Décision Dcc 15-002 du 13 janvier 2015
La Cour constitutionnelle,
Saisie par requête du 02 avril 2012, enregistrée à son secrétariat le 03 mai 2012 sous le numéro 0842/060/Rec, par laquelle Monsieur Lucien Gbénou A. Chédé forme un « pourvoi » devant la haute juridiction contre les actes et traitements présumés inconstitutionnels posés contre le chef de l’Etat béninois par le ministre de l’Economie et des finances ;
Vu la Constitution du 11 décembre 1990 ;
Vu la loi n° 91-009 du 04 mars 1991 portant loi organique sur la Cour constitutionnelle modifiée par la loi du 31 mai 2001 ;
Vu le règlement intérieur de la Cour constitutionnelle ;
Ensemble les pièces du dossier ;
Ouï Madame Marcelline C. Gbèha Afouda en son rapport ;
Après en avoir délibéré,
Contenu du recours
Considérant que le requérant expose : « … courant … mars 2012, sur les écrans de la télévision nationale Ortb où je suivais les émissions et notamment les actualités nationales, il a été rapporté que le président de la République ne perçoit pas de salaire, les factures relatives à ses consommations d’eau, d’électricité et de téléphone à son domicile sont à ses propres charges ; plus grave, même les charges relatives à son suivi sanitaire sont logées à la même enseigne ; en d’autres termes, aucune somme allouée à ces titres ne figure dans le livre des comptes de l’Etat.
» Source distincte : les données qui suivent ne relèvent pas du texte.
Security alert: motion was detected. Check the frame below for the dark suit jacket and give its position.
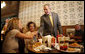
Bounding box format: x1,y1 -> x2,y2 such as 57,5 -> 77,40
39,12 -> 62,37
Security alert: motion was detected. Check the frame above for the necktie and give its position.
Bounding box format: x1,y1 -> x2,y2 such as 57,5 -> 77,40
49,15 -> 53,26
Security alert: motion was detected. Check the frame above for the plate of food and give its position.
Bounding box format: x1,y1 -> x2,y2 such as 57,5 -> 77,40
69,43 -> 83,48
60,48 -> 78,53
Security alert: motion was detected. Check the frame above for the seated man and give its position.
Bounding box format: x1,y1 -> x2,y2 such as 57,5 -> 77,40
74,24 -> 84,42
25,22 -> 37,53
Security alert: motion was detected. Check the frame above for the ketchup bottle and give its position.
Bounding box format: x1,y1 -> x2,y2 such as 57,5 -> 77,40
56,32 -> 60,43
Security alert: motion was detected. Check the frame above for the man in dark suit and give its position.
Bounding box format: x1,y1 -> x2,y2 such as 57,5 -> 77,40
39,4 -> 63,37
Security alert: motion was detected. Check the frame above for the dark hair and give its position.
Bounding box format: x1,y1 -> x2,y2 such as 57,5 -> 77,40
27,22 -> 36,29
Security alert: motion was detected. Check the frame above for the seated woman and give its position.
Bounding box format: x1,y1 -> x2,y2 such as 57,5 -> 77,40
25,22 -> 37,53
2,18 -> 36,53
Le président de la République a même affirmé avec force que seules les sommes allouées pour sa garde personnelle et pour les renseignements figurent dans le livre des comptes, celles-ci sont identiques à celles allouées à cet effet à son prédécesseur… » ; qu’il affirme : « Je me réfère à l’article 48 alinéa 2 de la Constitution ‘’ la loi fixe la liste civile du Président de la République et détermine la pension à allouer aux anciens Présidents de la République’’, et la langue française qui est la langue officielle selon l’article premier, précise ‘’liste civile : somme allouée au chef de l’Etat pour subvenir aux dépenses et charges de sa fonction’’ (cf. dictionnaire nouveau petit Le Robert)… Me fondant alors sur cette déclaration publique par le président de la République, confirmée par le ministre des Finances, avérée par l’intermédiaire de l’Ortb, il y a lieu de déclarer inconstitutionnels les actes et traitements appliqués au chef de l’Etat béninois par son ministre des Finances.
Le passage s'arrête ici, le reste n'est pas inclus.